Preaching the no-spec gospel is great if it helps round out your sense of accomplishment. But it's very hard to convince someone NOT to work, with the nebulous goal of preserving a market that you and others are currently working in successfully. End of the day people will do what they personally feel is the best plan for their particular situation, even if to a more experienced person it seems like suicide/bottoming out the market/etc.

Photographers want to shoot. It's very difficult to convince them not to shoot, with the idea that it's "better for everyone". It's very difficult to convince someone who is just getting started to "stay home" and not gain experience when they have an opportunity that might make them money while gaining experience.

Beating up on the guys that provide the service under bad terms may make you feel good, but in the end it really won't change anything. The customer is driving this equation. The photographer is just filling the need...and there will always be another one that (as hard as it might be to believe) has never heard of John, Mark, etc. or Sports Shooter.

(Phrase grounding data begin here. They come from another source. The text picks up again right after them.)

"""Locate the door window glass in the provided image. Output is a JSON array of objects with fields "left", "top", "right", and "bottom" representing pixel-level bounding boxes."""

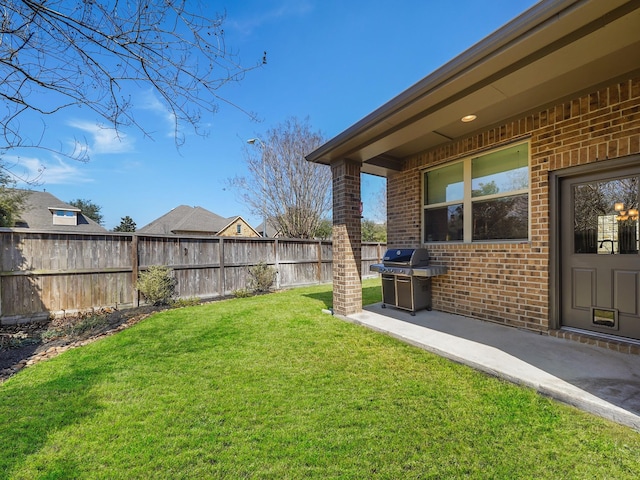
[{"left": 573, "top": 176, "right": 639, "bottom": 254}]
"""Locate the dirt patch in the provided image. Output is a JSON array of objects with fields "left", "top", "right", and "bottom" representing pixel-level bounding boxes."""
[{"left": 0, "top": 305, "right": 169, "bottom": 383}]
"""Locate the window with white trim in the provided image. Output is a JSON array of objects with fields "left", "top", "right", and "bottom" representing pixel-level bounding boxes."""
[
  {"left": 423, "top": 142, "right": 530, "bottom": 242},
  {"left": 55, "top": 210, "right": 75, "bottom": 217}
]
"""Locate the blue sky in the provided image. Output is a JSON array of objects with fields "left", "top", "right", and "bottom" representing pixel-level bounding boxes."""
[{"left": 10, "top": 0, "right": 539, "bottom": 230}]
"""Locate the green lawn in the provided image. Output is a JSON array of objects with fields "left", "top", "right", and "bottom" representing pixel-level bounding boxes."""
[{"left": 1, "top": 279, "right": 639, "bottom": 479}]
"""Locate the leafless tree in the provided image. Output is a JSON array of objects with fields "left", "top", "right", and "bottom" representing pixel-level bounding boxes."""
[
  {"left": 230, "top": 117, "right": 331, "bottom": 239},
  {"left": 0, "top": 0, "right": 264, "bottom": 177},
  {"left": 574, "top": 177, "right": 639, "bottom": 230},
  {"left": 373, "top": 181, "right": 387, "bottom": 221}
]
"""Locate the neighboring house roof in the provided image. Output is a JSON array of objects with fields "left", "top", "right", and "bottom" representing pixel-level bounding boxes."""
[
  {"left": 12, "top": 190, "right": 108, "bottom": 233},
  {"left": 306, "top": 0, "right": 640, "bottom": 176},
  {"left": 138, "top": 205, "right": 260, "bottom": 236},
  {"left": 255, "top": 220, "right": 280, "bottom": 238}
]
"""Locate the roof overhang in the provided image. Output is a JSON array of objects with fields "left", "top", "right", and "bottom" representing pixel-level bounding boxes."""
[
  {"left": 48, "top": 206, "right": 81, "bottom": 213},
  {"left": 306, "top": 0, "right": 640, "bottom": 177}
]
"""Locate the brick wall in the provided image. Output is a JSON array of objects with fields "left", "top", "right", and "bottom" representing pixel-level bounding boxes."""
[
  {"left": 331, "top": 159, "right": 362, "bottom": 316},
  {"left": 388, "top": 75, "right": 640, "bottom": 332}
]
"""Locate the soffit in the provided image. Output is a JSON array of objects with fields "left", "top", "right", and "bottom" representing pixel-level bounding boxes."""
[{"left": 306, "top": 0, "right": 640, "bottom": 177}]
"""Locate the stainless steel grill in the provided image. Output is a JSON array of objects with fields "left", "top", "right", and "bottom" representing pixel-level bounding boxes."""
[{"left": 370, "top": 248, "right": 447, "bottom": 315}]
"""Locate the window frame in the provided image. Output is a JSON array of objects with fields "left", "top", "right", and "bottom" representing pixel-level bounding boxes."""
[
  {"left": 422, "top": 141, "right": 531, "bottom": 244},
  {"left": 55, "top": 210, "right": 75, "bottom": 217}
]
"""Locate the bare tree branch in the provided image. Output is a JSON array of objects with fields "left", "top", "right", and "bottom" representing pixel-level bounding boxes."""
[
  {"left": 229, "top": 117, "right": 331, "bottom": 239},
  {"left": 0, "top": 0, "right": 264, "bottom": 170}
]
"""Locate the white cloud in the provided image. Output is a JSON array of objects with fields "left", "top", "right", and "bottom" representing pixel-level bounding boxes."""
[
  {"left": 5, "top": 155, "right": 93, "bottom": 186},
  {"left": 230, "top": 1, "right": 313, "bottom": 35},
  {"left": 68, "top": 120, "right": 135, "bottom": 155},
  {"left": 137, "top": 89, "right": 177, "bottom": 138}
]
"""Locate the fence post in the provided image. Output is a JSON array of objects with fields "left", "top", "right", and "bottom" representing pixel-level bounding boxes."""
[
  {"left": 317, "top": 240, "right": 322, "bottom": 284},
  {"left": 218, "top": 237, "right": 225, "bottom": 297},
  {"left": 0, "top": 233, "right": 3, "bottom": 318},
  {"left": 132, "top": 234, "right": 139, "bottom": 307},
  {"left": 274, "top": 238, "right": 280, "bottom": 289}
]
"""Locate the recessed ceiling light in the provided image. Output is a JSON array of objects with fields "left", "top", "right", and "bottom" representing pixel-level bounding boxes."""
[{"left": 461, "top": 114, "right": 477, "bottom": 123}]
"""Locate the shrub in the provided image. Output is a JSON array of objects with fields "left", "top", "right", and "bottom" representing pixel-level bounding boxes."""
[
  {"left": 136, "top": 265, "right": 177, "bottom": 305},
  {"left": 248, "top": 262, "right": 277, "bottom": 293},
  {"left": 172, "top": 297, "right": 200, "bottom": 308},
  {"left": 233, "top": 288, "right": 251, "bottom": 298},
  {"left": 41, "top": 315, "right": 108, "bottom": 341}
]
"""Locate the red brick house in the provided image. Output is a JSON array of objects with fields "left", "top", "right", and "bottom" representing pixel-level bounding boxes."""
[{"left": 307, "top": 0, "right": 640, "bottom": 349}]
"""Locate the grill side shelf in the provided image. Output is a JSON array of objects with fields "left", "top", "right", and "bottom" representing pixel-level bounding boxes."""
[
  {"left": 411, "top": 266, "right": 448, "bottom": 277},
  {"left": 369, "top": 264, "right": 448, "bottom": 277}
]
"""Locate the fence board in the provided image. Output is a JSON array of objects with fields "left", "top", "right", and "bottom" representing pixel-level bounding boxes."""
[{"left": 0, "top": 229, "right": 383, "bottom": 323}]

The customer wants lower cost content, and they are finding providers. Are they getting the same level of quality that could be gleaned from a more experienced (read:more expensive) photographer? Probably not. Will the person filling the need be able to last more than a year doing this type of work? Not the customer's problem. The customer has decided that it's not worth the extra expense to have high quality, reliable talent. And so it goes. Basic market dynamics.

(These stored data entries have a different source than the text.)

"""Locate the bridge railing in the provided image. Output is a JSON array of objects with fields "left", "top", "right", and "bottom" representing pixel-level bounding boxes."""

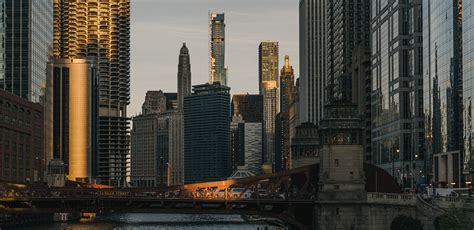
[
  {"left": 367, "top": 193, "right": 417, "bottom": 206},
  {"left": 431, "top": 196, "right": 464, "bottom": 209}
]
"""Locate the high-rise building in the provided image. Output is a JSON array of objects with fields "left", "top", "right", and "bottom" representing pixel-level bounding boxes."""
[
  {"left": 142, "top": 91, "right": 167, "bottom": 115},
  {"left": 291, "top": 122, "right": 319, "bottom": 169},
  {"left": 351, "top": 46, "right": 372, "bottom": 162},
  {"left": 371, "top": 0, "right": 424, "bottom": 187},
  {"left": 209, "top": 12, "right": 227, "bottom": 86},
  {"left": 276, "top": 55, "right": 296, "bottom": 170},
  {"left": 54, "top": 0, "right": 131, "bottom": 186},
  {"left": 184, "top": 83, "right": 231, "bottom": 183},
  {"left": 327, "top": 0, "right": 370, "bottom": 101},
  {"left": 424, "top": 0, "right": 463, "bottom": 188},
  {"left": 45, "top": 58, "right": 96, "bottom": 182},
  {"left": 289, "top": 78, "right": 300, "bottom": 146},
  {"left": 259, "top": 41, "right": 279, "bottom": 169},
  {"left": 0, "top": 1, "right": 53, "bottom": 103},
  {"left": 131, "top": 112, "right": 169, "bottom": 188},
  {"left": 231, "top": 94, "right": 263, "bottom": 122},
  {"left": 464, "top": 0, "right": 474, "bottom": 185},
  {"left": 0, "top": 90, "right": 44, "bottom": 183},
  {"left": 237, "top": 122, "right": 263, "bottom": 176},
  {"left": 178, "top": 43, "right": 191, "bottom": 110},
  {"left": 299, "top": 0, "right": 327, "bottom": 124}
]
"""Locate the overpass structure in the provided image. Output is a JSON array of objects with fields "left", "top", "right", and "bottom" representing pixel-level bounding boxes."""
[{"left": 0, "top": 163, "right": 469, "bottom": 229}]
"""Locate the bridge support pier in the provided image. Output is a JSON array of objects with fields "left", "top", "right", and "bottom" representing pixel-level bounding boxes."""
[{"left": 53, "top": 212, "right": 80, "bottom": 222}]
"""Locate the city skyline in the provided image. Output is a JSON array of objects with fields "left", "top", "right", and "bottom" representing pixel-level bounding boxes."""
[{"left": 130, "top": 0, "right": 299, "bottom": 116}]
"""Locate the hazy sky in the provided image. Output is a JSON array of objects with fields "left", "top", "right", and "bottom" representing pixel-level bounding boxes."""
[{"left": 130, "top": 0, "right": 299, "bottom": 116}]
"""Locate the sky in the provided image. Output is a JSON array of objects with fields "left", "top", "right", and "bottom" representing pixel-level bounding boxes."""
[{"left": 130, "top": 0, "right": 299, "bottom": 116}]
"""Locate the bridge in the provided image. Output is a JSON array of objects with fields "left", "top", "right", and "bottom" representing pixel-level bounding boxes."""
[{"left": 0, "top": 163, "right": 469, "bottom": 230}]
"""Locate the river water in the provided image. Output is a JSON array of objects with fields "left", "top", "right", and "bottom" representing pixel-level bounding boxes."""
[{"left": 13, "top": 213, "right": 282, "bottom": 230}]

If you want to change the equation, you have to start with the customer. If you can convince the customer that it's not worth it to hire these guys and show them an obvious advantage, you're on the right track. If that is an insurmountable goal, there's really not a whole lot you can do about it.

There will always be a select few publications that value above everything else high quality content and are willing to pay for it. Shooters that can work at that level will be able to dictate terms and be successful. Then there will be the other 90% of the publications out there...in a continuous race to the bottom.